“Faith, Mrs. Cholmondeley, my acquaintance seem to know a good deal more about this duel than I do,” said Dick.
“You will make me lose patience with you,” said she. “But I will be content if you give me your word that you will not tell Mrs. Thrale or Mrs. Crewe what has occurred. You will promise me, Dick? I should die of chagrin if either of that gossiping pair were to come to me with a circumstantial account of the duel.”
“I can give you that promise with all my heart,” said he. “But if you assume that my reticence will prevent either of the ladies from being able to give a circumstantial account of this incident, about which every one seems to be talking, you will show that you know a good deal less about them than you should.”
“You are quite right; they are the grossest of the scandal-mongers—ay, and the least scrupulous,” she cried. “Why, it was only last night that one of them—I shall leave you to guess which—asserted that she had the evidence of her own eyes to prove to her that it was the younger of the Sheridan sons, and not the elder, who was in love with Miss Linley, although the other talked most of his passion. And by the Lord, sir, she was right, if my eyesight be worth anything.”

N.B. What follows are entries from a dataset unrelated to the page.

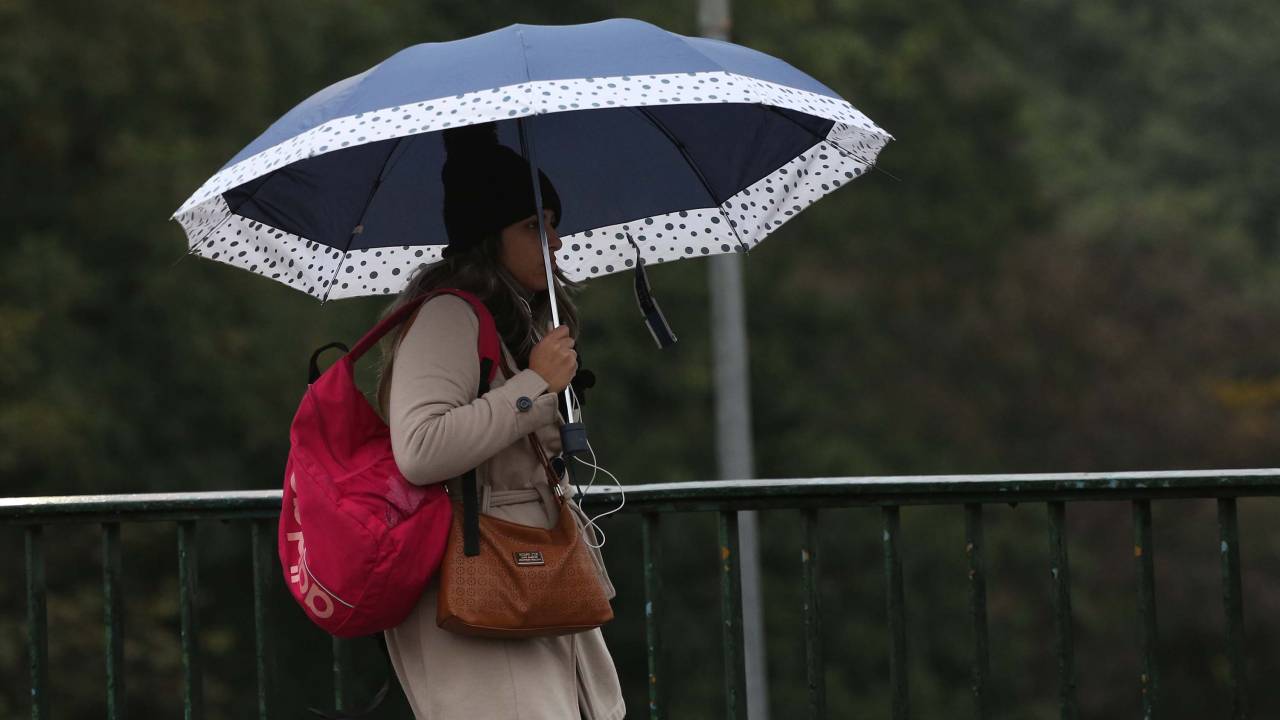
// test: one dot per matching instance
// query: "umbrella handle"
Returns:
(526, 146)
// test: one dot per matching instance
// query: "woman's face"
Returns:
(522, 250)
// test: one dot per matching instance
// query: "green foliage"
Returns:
(1066, 264)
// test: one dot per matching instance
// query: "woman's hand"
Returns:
(554, 359)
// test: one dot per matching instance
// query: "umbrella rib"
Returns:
(693, 165)
(841, 150)
(378, 183)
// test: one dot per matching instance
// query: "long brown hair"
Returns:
(522, 318)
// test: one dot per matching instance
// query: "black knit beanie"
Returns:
(487, 186)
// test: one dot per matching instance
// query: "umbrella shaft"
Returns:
(526, 144)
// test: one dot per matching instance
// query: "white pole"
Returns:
(734, 419)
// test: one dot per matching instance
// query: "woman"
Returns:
(440, 429)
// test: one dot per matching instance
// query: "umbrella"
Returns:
(691, 146)
(661, 146)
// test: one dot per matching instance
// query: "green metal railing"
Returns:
(259, 509)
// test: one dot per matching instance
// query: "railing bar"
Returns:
(37, 623)
(113, 620)
(813, 648)
(192, 679)
(1060, 572)
(263, 547)
(1143, 554)
(652, 540)
(896, 609)
(974, 547)
(731, 613)
(341, 673)
(1229, 543)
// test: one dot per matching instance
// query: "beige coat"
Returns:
(439, 429)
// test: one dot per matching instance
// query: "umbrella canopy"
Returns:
(661, 146)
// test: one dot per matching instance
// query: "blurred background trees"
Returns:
(1068, 264)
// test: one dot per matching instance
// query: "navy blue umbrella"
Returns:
(661, 147)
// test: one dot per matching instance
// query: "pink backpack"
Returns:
(357, 541)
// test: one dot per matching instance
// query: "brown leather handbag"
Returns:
(503, 579)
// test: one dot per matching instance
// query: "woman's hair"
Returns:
(521, 318)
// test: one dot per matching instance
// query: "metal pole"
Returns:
(734, 419)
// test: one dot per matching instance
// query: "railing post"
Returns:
(731, 613)
(264, 563)
(37, 623)
(652, 540)
(1060, 570)
(113, 620)
(974, 548)
(813, 650)
(192, 679)
(1143, 554)
(342, 692)
(896, 606)
(1229, 545)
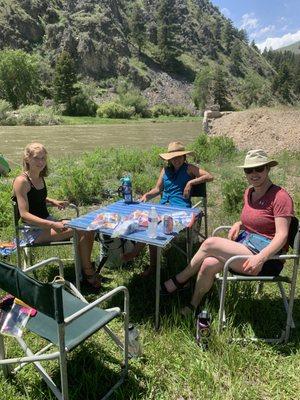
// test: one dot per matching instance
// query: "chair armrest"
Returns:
(221, 228)
(245, 257)
(100, 300)
(52, 260)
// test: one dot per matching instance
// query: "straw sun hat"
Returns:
(175, 149)
(257, 158)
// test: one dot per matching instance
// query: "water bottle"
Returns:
(127, 189)
(134, 346)
(203, 329)
(152, 223)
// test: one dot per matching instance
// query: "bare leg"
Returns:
(138, 247)
(205, 279)
(86, 240)
(219, 248)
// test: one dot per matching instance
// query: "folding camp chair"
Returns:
(64, 318)
(200, 191)
(288, 301)
(26, 248)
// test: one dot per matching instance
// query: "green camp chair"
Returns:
(25, 251)
(64, 318)
(288, 301)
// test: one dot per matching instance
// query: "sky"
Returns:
(270, 23)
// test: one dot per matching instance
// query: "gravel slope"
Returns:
(270, 129)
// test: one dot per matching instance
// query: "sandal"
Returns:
(187, 310)
(178, 286)
(92, 281)
(150, 270)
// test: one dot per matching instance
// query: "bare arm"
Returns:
(158, 188)
(21, 187)
(61, 204)
(199, 176)
(255, 263)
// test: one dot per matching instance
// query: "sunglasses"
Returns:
(256, 169)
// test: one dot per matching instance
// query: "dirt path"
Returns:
(270, 129)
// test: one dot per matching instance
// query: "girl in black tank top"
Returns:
(37, 199)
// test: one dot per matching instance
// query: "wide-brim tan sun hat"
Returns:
(175, 149)
(257, 158)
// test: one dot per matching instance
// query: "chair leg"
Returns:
(5, 368)
(259, 288)
(63, 364)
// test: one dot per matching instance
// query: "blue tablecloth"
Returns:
(124, 209)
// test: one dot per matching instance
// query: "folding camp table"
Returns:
(161, 241)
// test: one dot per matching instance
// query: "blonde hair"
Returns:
(29, 151)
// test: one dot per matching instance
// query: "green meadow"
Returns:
(172, 365)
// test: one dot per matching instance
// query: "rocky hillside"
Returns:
(103, 42)
(271, 129)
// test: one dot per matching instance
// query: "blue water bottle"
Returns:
(127, 189)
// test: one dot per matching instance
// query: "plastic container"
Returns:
(127, 189)
(152, 223)
(203, 328)
(134, 346)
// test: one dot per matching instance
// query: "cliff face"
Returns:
(98, 35)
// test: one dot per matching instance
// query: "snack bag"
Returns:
(181, 220)
(125, 228)
(104, 220)
(14, 321)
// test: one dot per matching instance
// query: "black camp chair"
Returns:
(288, 301)
(64, 318)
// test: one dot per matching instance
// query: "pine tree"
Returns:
(65, 78)
(138, 26)
(167, 33)
(219, 89)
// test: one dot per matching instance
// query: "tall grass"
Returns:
(172, 367)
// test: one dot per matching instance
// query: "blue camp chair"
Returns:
(288, 300)
(64, 318)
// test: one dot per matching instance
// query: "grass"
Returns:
(172, 366)
(110, 121)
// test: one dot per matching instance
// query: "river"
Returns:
(70, 139)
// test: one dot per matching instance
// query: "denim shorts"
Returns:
(255, 243)
(30, 235)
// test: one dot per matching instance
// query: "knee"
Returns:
(208, 267)
(209, 244)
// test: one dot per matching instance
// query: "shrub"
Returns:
(131, 97)
(33, 115)
(179, 111)
(113, 109)
(5, 106)
(160, 109)
(209, 149)
(80, 105)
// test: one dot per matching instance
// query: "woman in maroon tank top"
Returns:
(265, 218)
(31, 195)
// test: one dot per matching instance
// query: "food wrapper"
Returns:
(125, 228)
(141, 217)
(104, 220)
(181, 220)
(14, 321)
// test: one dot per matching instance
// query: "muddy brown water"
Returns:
(62, 139)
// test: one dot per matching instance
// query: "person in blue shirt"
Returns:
(175, 183)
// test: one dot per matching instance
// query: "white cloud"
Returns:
(226, 12)
(277, 42)
(249, 21)
(262, 31)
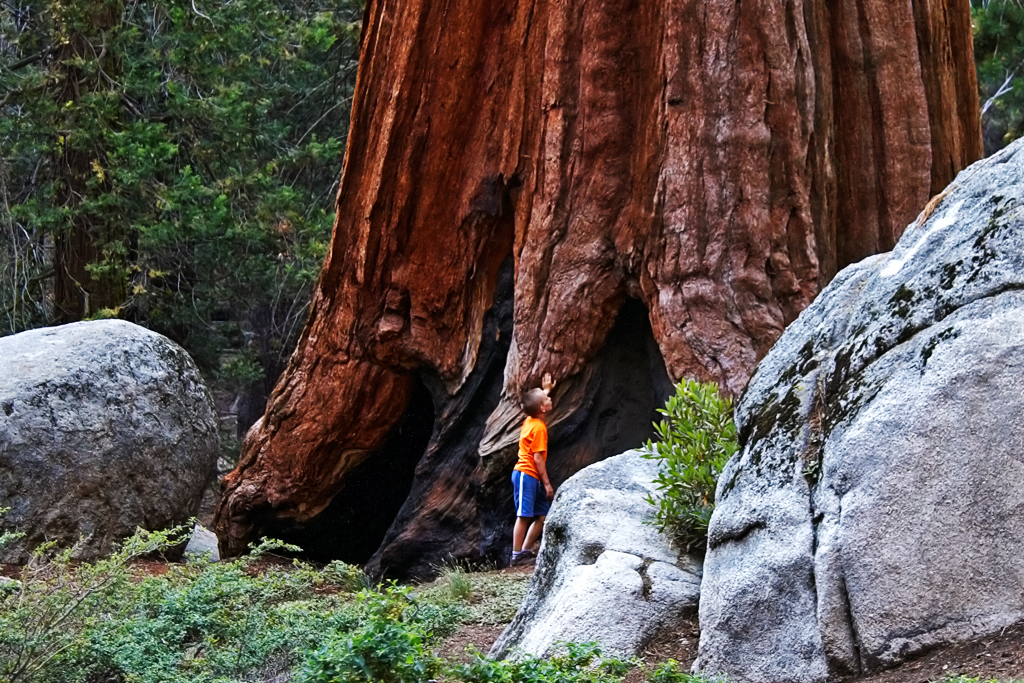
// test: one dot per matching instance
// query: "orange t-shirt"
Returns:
(532, 438)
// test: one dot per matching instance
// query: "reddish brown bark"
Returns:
(716, 161)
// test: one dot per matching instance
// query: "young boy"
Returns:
(531, 488)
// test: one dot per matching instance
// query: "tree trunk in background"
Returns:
(622, 193)
(77, 294)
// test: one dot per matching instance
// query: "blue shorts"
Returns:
(528, 495)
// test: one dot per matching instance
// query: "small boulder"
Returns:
(603, 573)
(202, 544)
(875, 507)
(104, 427)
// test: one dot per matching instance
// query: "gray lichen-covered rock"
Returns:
(104, 426)
(876, 506)
(602, 573)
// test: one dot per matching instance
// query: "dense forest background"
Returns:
(175, 163)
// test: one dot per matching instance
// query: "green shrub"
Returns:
(45, 619)
(457, 582)
(389, 647)
(574, 663)
(694, 440)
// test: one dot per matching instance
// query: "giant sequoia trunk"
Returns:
(621, 193)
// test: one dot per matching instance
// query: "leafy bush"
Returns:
(694, 440)
(577, 663)
(44, 619)
(389, 647)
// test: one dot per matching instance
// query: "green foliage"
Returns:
(44, 620)
(68, 622)
(389, 646)
(573, 664)
(173, 164)
(253, 619)
(694, 440)
(998, 53)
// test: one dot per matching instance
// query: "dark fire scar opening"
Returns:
(354, 523)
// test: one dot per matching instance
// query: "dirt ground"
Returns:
(999, 656)
(996, 657)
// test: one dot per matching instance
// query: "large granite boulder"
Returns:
(876, 506)
(104, 427)
(603, 573)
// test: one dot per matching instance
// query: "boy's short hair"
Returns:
(532, 400)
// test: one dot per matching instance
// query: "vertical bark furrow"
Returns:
(711, 163)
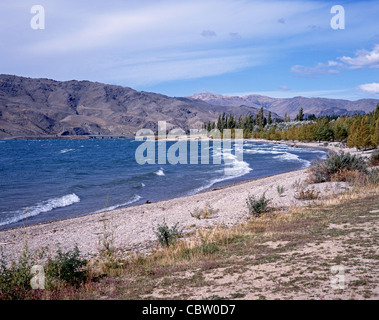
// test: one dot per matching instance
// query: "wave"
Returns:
(134, 199)
(233, 168)
(44, 206)
(160, 172)
(292, 157)
(66, 150)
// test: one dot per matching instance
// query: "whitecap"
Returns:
(134, 199)
(44, 206)
(160, 172)
(66, 150)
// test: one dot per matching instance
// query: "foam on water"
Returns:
(287, 156)
(233, 168)
(44, 206)
(160, 172)
(134, 199)
(66, 150)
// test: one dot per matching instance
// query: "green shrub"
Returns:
(66, 268)
(257, 206)
(334, 163)
(166, 235)
(373, 176)
(15, 279)
(374, 159)
(205, 213)
(308, 194)
(280, 190)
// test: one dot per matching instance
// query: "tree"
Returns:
(300, 115)
(269, 119)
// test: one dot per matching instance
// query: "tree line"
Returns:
(360, 131)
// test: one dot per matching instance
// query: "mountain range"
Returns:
(48, 108)
(291, 106)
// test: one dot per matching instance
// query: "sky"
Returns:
(179, 48)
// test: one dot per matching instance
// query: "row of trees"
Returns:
(249, 122)
(360, 131)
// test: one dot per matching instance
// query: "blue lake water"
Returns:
(46, 180)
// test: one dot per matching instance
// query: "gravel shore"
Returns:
(132, 228)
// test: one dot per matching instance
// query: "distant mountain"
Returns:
(43, 107)
(291, 106)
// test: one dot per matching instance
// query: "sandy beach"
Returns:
(133, 228)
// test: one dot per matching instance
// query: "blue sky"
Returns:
(178, 48)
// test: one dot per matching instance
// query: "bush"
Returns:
(373, 176)
(205, 213)
(308, 194)
(257, 206)
(66, 268)
(335, 163)
(280, 190)
(168, 236)
(15, 279)
(374, 159)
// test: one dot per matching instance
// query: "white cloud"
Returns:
(319, 69)
(363, 59)
(372, 88)
(208, 34)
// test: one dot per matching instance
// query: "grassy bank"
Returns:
(280, 253)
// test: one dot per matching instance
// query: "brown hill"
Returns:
(291, 106)
(44, 107)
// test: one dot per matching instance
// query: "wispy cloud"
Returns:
(331, 67)
(372, 88)
(208, 34)
(362, 59)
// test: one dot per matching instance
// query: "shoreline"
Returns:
(133, 227)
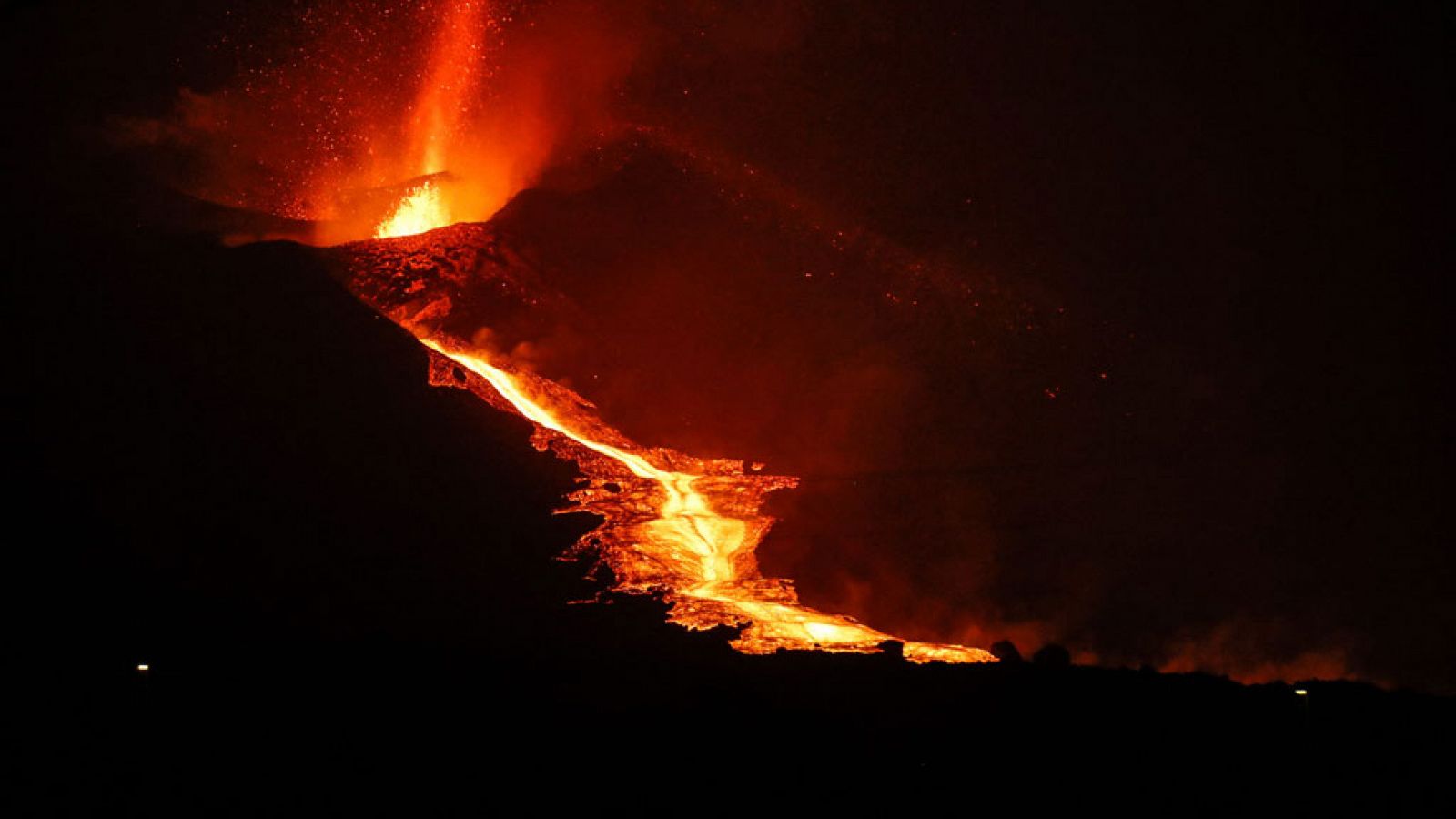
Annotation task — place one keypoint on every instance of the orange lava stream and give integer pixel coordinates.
(701, 555)
(421, 210)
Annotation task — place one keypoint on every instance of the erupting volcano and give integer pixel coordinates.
(673, 523)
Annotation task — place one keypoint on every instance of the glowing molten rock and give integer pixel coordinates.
(421, 210)
(676, 525)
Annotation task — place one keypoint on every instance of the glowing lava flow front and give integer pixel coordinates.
(693, 537)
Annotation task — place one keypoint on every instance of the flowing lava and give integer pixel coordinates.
(420, 212)
(686, 528)
(681, 526)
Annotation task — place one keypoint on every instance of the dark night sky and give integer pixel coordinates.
(1234, 212)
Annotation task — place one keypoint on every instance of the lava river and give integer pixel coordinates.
(674, 525)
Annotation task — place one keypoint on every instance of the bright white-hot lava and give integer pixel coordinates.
(689, 533)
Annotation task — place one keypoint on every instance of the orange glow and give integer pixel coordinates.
(422, 210)
(684, 526)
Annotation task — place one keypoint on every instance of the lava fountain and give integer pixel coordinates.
(674, 525)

Dick was always on the alert—as, indeed, he required to be—when engaged in conversation with Mrs. Cholmondeley and the other ladies of the set to which she belonged; but the impudence of her suggestion, made in so direct a fashion, startled him into a blush. He recovered himself in a moment, however, and before her chairmen could comply with her signal to take up the chair, he was smiling most vexatiously, while he said:
“’Twere vain, dear madam, to make an attempt to dissemble before such well-informed ladies. You are fully acquainted not only with the particulars of a duel which never took place, but also with the details of a passion which exists only in the imagination. Ah, Mrs. Cholmondeley, we men are poor creatures in the presence of a lady with much imagination and few scruples.”
He bowed, with his hat in his hand.
“You do well to run away, sir,” said the lady, with a malicious twinkle.
“’Tis the act of a wise man,” said he. “The cat that only scratches a man’s hand, one may play with, but the cat that scratches a man’s heart should be handed over to the gamekeeper to nail upon the door. I, however, prefer to run away.”